La princesa miró por la ventana, en un par de horas habría anochecido. Si en la próxima fonda no encontraban un ama de cría, continuarían el camino aunque tuvieran que viajar toda la noche. Antes de que amaneciera, la niña podría estar mamando de la nuera de Mamata.
Valvanera se desabrochó la blusa y arrimó a la pequeña al pezón. No se le escuchaba el ruido que solía hacer al tragar, chupaba desesperada y se retiraba llorando. Los huesos de la cabeza se hundían por momentos. Valvanera rezó a la diosa del agua para que se produjera un milagro.
—¡Escucha! ¡Tú, mi madre! ¡La de las enaguas preciosas!
El llanto de la niña se estaba apagando cuando llegaron a la posada. Nadie se bajó del coche. Esperaron a que el hijo menor de Mamata volviera con buenas noticias, pero en aquel lugar nadie había parido desde hacía años. Había que continuar el viaje. María y Miguel miraban a Valvanera y a la niña como si comprendieran lo que estaba sucediendo. La princesa ordenó al cochero que diera de beber a los caballos, en cuanto estuvieran listos seguirían camino hacia Sevilla. En ese momento, Mamata abrió la portezuela, salió del coche y corrió hacia la posada gritando.

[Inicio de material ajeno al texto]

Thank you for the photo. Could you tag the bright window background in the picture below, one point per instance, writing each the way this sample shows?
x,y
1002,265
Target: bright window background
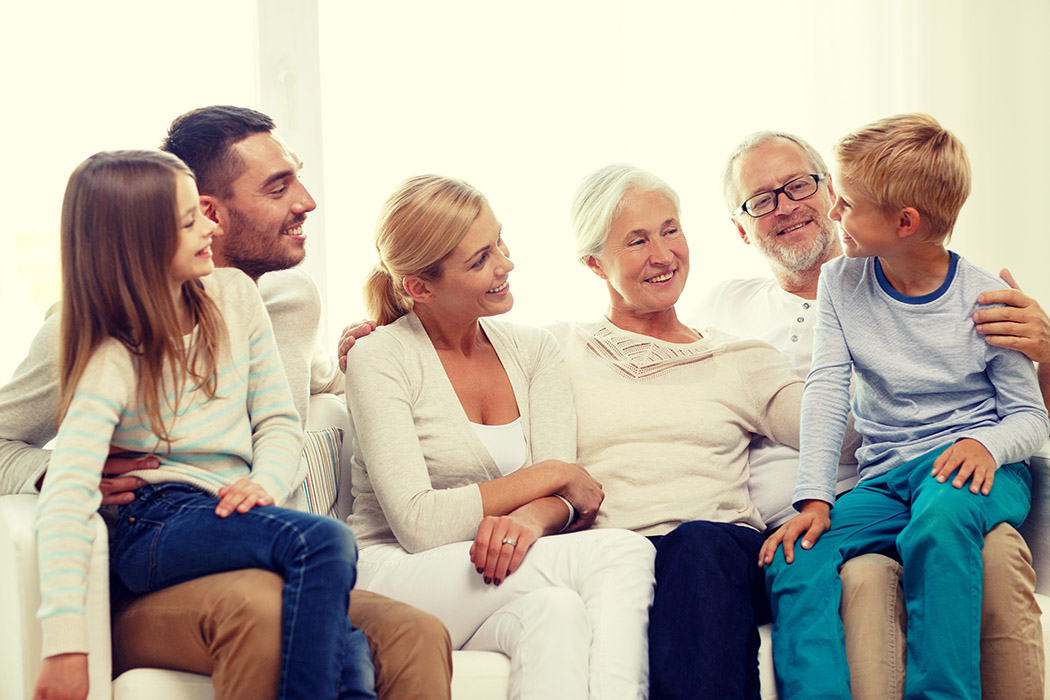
x,y
84,77
523,101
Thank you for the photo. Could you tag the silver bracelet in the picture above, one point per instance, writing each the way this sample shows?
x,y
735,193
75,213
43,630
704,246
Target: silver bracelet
x,y
572,512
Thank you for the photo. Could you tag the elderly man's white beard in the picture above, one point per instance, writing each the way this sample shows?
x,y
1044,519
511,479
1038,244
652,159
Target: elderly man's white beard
x,y
800,258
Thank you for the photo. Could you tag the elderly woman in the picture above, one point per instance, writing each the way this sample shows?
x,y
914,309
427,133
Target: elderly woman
x,y
464,461
665,417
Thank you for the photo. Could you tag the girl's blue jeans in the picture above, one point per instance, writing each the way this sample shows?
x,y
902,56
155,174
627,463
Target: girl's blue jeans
x,y
937,532
170,533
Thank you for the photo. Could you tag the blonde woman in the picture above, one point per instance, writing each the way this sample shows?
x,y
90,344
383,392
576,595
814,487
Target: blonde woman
x,y
464,463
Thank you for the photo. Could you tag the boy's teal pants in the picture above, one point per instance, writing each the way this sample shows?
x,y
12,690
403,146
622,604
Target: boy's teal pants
x,y
937,531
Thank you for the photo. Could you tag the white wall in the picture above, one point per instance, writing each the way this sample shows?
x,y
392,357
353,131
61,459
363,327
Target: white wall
x,y
523,100
523,103
82,77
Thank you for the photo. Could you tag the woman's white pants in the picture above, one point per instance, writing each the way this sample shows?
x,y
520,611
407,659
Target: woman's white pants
x,y
572,618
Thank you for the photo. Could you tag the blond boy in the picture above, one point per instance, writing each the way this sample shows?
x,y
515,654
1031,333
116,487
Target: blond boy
x,y
932,402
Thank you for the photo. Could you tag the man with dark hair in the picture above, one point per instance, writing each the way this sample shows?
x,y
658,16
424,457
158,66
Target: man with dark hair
x,y
228,626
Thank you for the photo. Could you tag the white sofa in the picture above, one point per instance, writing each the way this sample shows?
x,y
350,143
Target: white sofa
x,y
476,675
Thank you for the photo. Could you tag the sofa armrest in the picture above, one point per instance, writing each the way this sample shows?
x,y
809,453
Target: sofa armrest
x,y
20,598
1036,527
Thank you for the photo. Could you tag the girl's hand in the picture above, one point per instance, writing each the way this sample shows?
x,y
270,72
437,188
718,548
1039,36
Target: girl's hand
x,y
971,459
62,677
242,495
501,544
813,522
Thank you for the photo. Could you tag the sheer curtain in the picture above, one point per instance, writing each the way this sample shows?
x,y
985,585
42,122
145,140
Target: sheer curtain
x,y
524,100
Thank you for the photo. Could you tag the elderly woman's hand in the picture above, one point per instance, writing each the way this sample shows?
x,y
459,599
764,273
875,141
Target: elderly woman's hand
x,y
501,544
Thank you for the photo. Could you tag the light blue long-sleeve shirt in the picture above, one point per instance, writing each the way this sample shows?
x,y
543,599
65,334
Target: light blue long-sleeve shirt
x,y
924,377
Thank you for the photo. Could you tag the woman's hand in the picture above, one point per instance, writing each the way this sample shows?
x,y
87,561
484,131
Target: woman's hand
x,y
811,523
501,544
242,495
971,459
581,489
62,677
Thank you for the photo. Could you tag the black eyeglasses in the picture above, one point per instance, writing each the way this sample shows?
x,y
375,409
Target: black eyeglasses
x,y
763,203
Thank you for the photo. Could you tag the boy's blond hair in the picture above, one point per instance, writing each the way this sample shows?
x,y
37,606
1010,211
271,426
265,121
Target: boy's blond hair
x,y
909,161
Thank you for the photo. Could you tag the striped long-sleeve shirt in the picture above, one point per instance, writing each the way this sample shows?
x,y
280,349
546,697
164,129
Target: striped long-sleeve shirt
x,y
250,429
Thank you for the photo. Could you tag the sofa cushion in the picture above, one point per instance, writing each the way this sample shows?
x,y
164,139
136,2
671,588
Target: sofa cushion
x,y
321,452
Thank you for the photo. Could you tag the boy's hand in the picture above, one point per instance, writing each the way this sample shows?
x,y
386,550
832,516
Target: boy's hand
x,y
813,522
242,495
62,677
971,459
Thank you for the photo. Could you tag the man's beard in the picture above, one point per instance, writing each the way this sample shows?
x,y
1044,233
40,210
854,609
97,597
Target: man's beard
x,y
255,251
800,258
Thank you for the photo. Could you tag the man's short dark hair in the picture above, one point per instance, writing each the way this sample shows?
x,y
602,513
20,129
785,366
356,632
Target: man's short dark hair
x,y
204,140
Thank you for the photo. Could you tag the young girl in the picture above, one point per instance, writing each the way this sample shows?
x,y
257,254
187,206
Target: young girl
x,y
160,357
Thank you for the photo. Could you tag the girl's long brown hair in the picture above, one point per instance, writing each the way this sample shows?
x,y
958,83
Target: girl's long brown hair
x,y
119,233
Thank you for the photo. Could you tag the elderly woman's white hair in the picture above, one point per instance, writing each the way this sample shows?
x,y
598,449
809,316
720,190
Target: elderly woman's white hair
x,y
601,196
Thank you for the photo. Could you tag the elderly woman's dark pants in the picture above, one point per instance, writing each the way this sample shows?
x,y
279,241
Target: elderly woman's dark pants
x,y
704,623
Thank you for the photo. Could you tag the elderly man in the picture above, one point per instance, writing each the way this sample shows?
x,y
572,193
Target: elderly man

—¡Beber! El hambre de la niña se parece mucho a la sed.
Volvió en un abrir y cerrar de ojos con un vaso de agua. Se lo acercó a la pequeña a la boca y ésta bebió como si se tratara de un adulto, la fontanela volvía a redondear su cabeza a medida que el líquido entraba en su cuerpo. Valvanera lloraba y reía.
—¡Pero qué tonta he sido! ¡Qué tonta!
María y Miguel la miraban sin decidirse a acompañarla en su risa o en su llanto. La princesa también reía y lloraba. Mamata se metió en el carruaje y ordenó al cochero.
—¡Vámonos!
Llegaron al Arenal de Sevilla antes de que los faroles de las calles empezaran a apagarse. Mamata y su hijo bajaron del coche y se encaminaron a pie hacia los barrios intramuros. Valvanera y doña Aurora se dirigieron a la posada donde les esperaban don Lorenzo y Juan de los Santos, aporrearon la aldaba con tanta fuerza que los dos bajaron sin que nadie tuviera que despertarlos.
No hay abrazo más dulce que el del consuelo. Valvanera se acurrucó en el pecho de su esposo y dejó que las lágrimas rodaran. En menos de una hora, Mamata volvía a la posada con su nuera.